三橋泰介が7冊の出版で得た印税は合計100万円未満だが、出版ブランディングによる累計売上は約6億円に達している。 この数字が、「商業出版の費用対効果」という問いへの最も正直な答えだ。
経営者が商業出版を検討するとき、最初に直面するのは費用の壁である。幻冬舎など大手出版社経由のプロデュース出版は1,000万〜1,500万円が相場。三橋泰介プロデュースの場合は450万円(コミコミ)。この差額だけで話が終わるなら単純だが、実際の判断軸はもっと複雑だ。特に「引退を数年後に控えた経営者」にとって、出版費用は印税回収の問題ではなく、事業承継・採用・ブランド継承という3つの経営課題への先行投資として機能する。
出版費用の全体像:大手と三橋プロデュースの比較
まず数字を整理する。
| 項目 | 大手出版社(幻冬舎等) | 三橋泰介プロデュース |
|---|---|---|
| 出版費用(目安) | 1,000万〜1,500万円 | 450万円(コミコミ) |
| 書店配本まで | 非公開(一般的に1年以上) | 平均10ヶ月、最短8ヶ月 |
| 提携出版社数 | 1社 | 6〜7社 |
| 印税(1万部・定価1,500円・9%) | 約135〜150万円 | 約135〜150万円(同条件) |
| 著者買取価格 | 定価の8掛け | 定価の8掛け(同条件) |
印税の条件は出版社によらずほぼ同じだ。1万部売れてようやく約135〜150万円。ビジネス書で1万部はヒット作の水準であり、年間7万冊の新刊が出る中で100万部超は2年に1冊レベルの奇跡に近い。費用を印税で回収しようとする経営者は、ほぼ全員が計算を間違えている。

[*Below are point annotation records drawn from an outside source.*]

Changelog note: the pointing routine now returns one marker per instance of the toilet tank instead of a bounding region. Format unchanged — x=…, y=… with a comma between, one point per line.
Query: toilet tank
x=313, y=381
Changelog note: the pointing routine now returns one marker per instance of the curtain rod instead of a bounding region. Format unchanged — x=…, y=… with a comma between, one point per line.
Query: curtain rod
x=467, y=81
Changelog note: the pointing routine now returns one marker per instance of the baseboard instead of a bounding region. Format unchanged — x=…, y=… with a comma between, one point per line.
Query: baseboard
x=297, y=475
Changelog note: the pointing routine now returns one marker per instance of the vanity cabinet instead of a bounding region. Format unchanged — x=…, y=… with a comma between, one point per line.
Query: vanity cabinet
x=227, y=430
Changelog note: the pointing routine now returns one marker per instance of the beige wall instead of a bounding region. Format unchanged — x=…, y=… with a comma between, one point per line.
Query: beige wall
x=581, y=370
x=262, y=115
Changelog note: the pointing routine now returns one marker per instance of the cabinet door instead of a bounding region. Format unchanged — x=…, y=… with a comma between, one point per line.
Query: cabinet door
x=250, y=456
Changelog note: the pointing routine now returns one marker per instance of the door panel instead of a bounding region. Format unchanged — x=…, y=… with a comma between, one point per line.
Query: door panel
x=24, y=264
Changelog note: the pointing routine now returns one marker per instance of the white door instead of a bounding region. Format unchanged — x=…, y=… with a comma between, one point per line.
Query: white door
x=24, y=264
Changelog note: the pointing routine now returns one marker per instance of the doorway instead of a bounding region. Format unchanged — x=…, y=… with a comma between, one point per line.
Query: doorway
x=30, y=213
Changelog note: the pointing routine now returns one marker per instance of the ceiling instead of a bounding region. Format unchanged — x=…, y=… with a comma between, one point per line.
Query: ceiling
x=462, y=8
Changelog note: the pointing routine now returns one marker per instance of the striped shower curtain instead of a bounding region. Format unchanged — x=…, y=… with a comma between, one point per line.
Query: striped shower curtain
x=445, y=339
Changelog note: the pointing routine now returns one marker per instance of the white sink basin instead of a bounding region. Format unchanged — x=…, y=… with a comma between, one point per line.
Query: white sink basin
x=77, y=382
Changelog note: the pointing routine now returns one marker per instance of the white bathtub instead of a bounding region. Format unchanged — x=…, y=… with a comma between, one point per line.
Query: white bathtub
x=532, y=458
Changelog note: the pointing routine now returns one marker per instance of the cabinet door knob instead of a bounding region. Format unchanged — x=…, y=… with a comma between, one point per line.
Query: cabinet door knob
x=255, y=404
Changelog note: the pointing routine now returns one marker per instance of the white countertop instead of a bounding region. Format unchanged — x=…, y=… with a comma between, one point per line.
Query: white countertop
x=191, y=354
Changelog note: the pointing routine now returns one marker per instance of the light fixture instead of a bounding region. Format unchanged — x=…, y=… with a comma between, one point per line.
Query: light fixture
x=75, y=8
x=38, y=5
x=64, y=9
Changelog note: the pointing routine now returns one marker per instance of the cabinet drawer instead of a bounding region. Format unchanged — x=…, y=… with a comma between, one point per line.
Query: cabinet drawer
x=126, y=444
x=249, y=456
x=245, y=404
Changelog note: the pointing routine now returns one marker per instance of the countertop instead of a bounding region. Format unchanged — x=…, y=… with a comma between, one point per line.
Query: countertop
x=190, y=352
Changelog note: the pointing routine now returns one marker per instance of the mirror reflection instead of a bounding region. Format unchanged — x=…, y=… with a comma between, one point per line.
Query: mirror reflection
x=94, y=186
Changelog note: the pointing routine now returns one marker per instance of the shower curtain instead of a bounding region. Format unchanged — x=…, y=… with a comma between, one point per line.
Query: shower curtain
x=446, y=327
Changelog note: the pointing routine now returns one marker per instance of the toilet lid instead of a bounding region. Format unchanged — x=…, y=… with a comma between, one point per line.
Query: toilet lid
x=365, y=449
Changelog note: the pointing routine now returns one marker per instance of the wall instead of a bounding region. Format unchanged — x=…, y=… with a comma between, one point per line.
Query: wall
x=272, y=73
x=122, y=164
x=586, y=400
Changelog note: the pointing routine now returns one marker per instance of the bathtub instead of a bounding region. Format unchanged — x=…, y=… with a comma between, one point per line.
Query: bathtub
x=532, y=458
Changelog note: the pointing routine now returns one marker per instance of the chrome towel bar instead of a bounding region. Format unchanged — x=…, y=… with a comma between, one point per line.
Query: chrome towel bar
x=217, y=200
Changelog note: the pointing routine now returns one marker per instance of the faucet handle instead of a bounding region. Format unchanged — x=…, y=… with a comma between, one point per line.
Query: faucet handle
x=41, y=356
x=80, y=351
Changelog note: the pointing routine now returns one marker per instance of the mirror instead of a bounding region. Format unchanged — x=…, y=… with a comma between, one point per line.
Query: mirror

三橋自身が身をもって証明している。7冊出版して印税合計は100万円未満。しかし出版によって構築したブランドが呼び込んだ売上は累計約6億円。講演・研修・プロデュース事業の受注、メディア露出、紹介連鎖——本は「売るもの」ではなく「名刺の最上位版」として機能する。
清掃業×引退前社長という特殊な文脈
ここからが本題だ。三橋が実際に商談した事例を核に、この費用判断がどう変わるかを示す。
関東エリアで清掃・警備・不動産を兼営する会社がある。キャッシュは億超え、不動産収益が本業の清掃業を上回る状態。60代の女性社長が経営トップに立ち、実務は営業担当が担っている。社長は地域の経済団体に所属し、地域の有力者が集まる会合で表彰・締めの挨拶を任されるほどの地域認知がある。大学での講義も控えている。
それでも、採用は苦しい。
月6人の管理職応募があるが、質が低い。清掃業というカテゴリーが持つブランドイメージの低さが、人材の質に直結している。ホームページのリニューアルには240万円を投じ、2ヶ月で80万円以上の回収が見えてきた。デジタル投資のROIは実感している。だからこそ「出版450万円の回収」という問いが具体的に浮かぶ。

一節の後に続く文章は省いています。